È stato introdotto un nuovo provvedimento che potrebbe rappresentare un sollievo per molti automobilisti italiani. La recente estensione della definizione agevolata, già nota come Rottamazione-quinquies, include anche i tributi locali affidati all’Agenzia delle Entrate-Riscossione. Questa misura si applica a una serie di imposte, tra cui il bollo auto, un tributo che spesso grava pesantemente sulle famiglie. Ora, i contribuenti delle regioni che decideranno di aderire a questa iniziativa potranno saldare il debito senza dover pagare sanzioni e interessi, diluendo l’importo dovuto in comode rate fino a nove anni.

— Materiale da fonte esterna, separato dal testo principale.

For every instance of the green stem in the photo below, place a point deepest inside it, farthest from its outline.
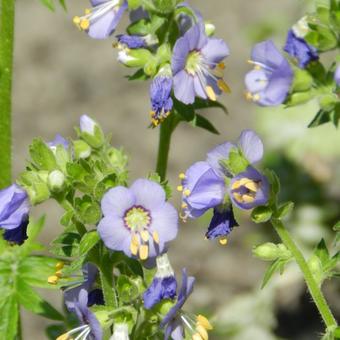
(165, 132)
(7, 10)
(313, 287)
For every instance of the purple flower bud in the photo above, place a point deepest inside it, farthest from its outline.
(298, 48)
(269, 82)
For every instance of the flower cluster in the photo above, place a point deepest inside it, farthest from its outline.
(190, 67)
(226, 179)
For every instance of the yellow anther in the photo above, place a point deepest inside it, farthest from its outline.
(60, 265)
(223, 241)
(210, 93)
(181, 175)
(203, 321)
(145, 235)
(155, 237)
(202, 332)
(186, 192)
(143, 252)
(53, 279)
(223, 86)
(84, 24)
(248, 198)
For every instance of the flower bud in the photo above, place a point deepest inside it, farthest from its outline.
(56, 181)
(91, 132)
(81, 149)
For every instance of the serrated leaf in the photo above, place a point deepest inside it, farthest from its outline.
(30, 300)
(88, 241)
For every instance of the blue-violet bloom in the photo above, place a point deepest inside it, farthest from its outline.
(138, 220)
(249, 189)
(90, 328)
(102, 19)
(197, 65)
(268, 84)
(163, 285)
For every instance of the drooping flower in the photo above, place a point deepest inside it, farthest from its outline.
(90, 328)
(222, 223)
(269, 82)
(298, 48)
(249, 189)
(101, 21)
(138, 220)
(14, 207)
(202, 189)
(197, 65)
(160, 95)
(164, 284)
(177, 322)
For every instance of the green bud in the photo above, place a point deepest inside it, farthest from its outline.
(81, 149)
(302, 80)
(56, 181)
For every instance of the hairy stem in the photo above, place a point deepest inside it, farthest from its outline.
(313, 287)
(6, 65)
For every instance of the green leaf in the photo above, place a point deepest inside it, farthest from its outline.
(261, 214)
(88, 241)
(34, 303)
(9, 317)
(204, 123)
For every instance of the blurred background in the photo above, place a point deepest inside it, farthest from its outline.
(60, 73)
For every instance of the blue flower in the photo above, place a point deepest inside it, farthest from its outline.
(298, 48)
(268, 84)
(164, 284)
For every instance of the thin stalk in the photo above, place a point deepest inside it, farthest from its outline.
(7, 10)
(312, 285)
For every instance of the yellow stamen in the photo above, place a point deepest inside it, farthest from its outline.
(223, 241)
(223, 86)
(186, 192)
(143, 252)
(53, 279)
(203, 321)
(210, 93)
(155, 237)
(248, 198)
(145, 235)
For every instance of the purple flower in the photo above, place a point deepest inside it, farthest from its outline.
(160, 97)
(164, 284)
(101, 21)
(138, 220)
(269, 82)
(14, 207)
(202, 188)
(197, 65)
(131, 41)
(58, 140)
(249, 189)
(176, 320)
(298, 48)
(95, 296)
(222, 224)
(90, 327)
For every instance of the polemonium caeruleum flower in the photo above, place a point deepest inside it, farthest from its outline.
(138, 220)
(249, 189)
(197, 65)
(268, 84)
(102, 19)
(160, 95)
(298, 48)
(163, 285)
(90, 328)
(177, 322)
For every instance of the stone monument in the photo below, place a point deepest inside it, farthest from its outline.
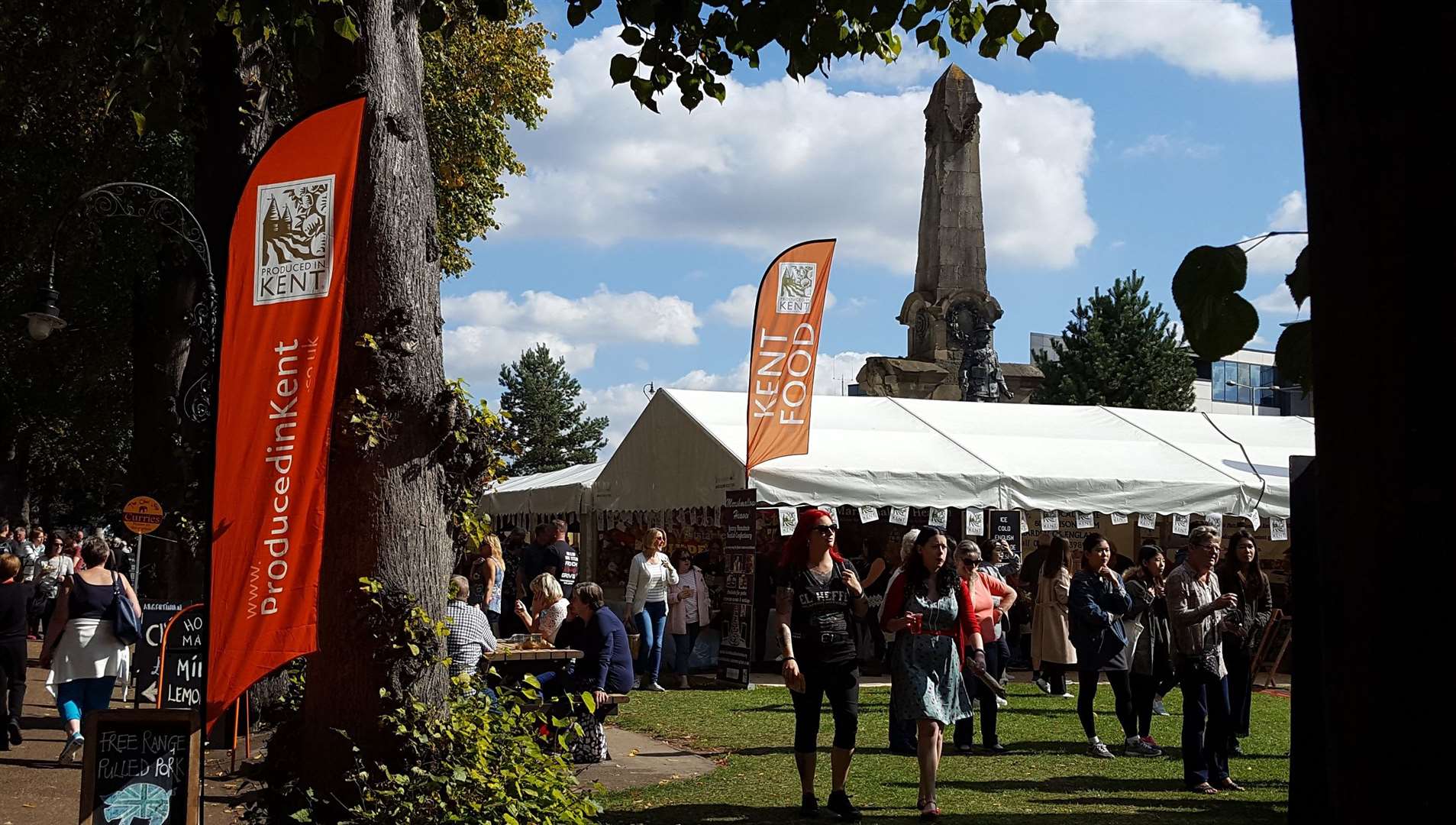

Un’ancora di salvezza per i debitori: come funziona la nuova misura
La misura prevede che il bollo auto iscritto a ruolo e affidato all’Agenzia delle Entrate-Riscossione tra il 2000 e il 2023 possa essere incluso in questa definizione agevolata dei tributi locali. La conversione del Decreto Accise ha esteso la possibilità di accedere alla Rottamazione-quinquies anche a queste tasse, a patto che l’ente creditore aderisca entro i termini stabiliti. Pertanto, non si tratta di un provvedimento universale, ma della possibilità offerta dalle singole regioni o enti locali che hanno affidato la riscossione all’Agenzia delle Entrate. Gli automobilisti che potranno aderire dovranno pagare solo il capitale dovuto e le eventuali spese di notifica o procedure esecutive, mentre sanzioni, interessi di mora e altri oneri verranno cancellati. Questa decisione offre la possibilità a molti contribuenti di regolarizzare la propria posizione fiscale con un notevole risparmio rispetto agli importi iniziali.
Rateizzazione e scadenze: un piano di pagamento flessibile
Uno degli aspetti più significativi di questa iniziativa è la possibilità di scegliere una rateizzazione estesa. Oltre al pagamento in un’unica soluzione, i debiti potranno essere dilazionati fino a 54 rate bimestrali, pari a circa nove anni. Questo consente una gestione più sostenibile del debito per molte famiglie. Le scadenze sono state prorogate per dare tempo agli enti locali di deliberare l’adesione e ai contribuenti di presentare le domande entro l’autunno, con il pagamento della prima rata o dell’intero importo previsto a partire dal 2027. È cruciale sottolineare che questa misura si applica esclusivamente ai bolli auto già affidati alla riscossione, quindi è necessario verificare se la propria regione o ente abbia aderito prima di procedere con la domanda. Se applicata, questa definizione agevolata rappresenterà una concreta opportunità per chi ha accumulato debiti, permettendo di mettersi in regola con un risparmio significativo.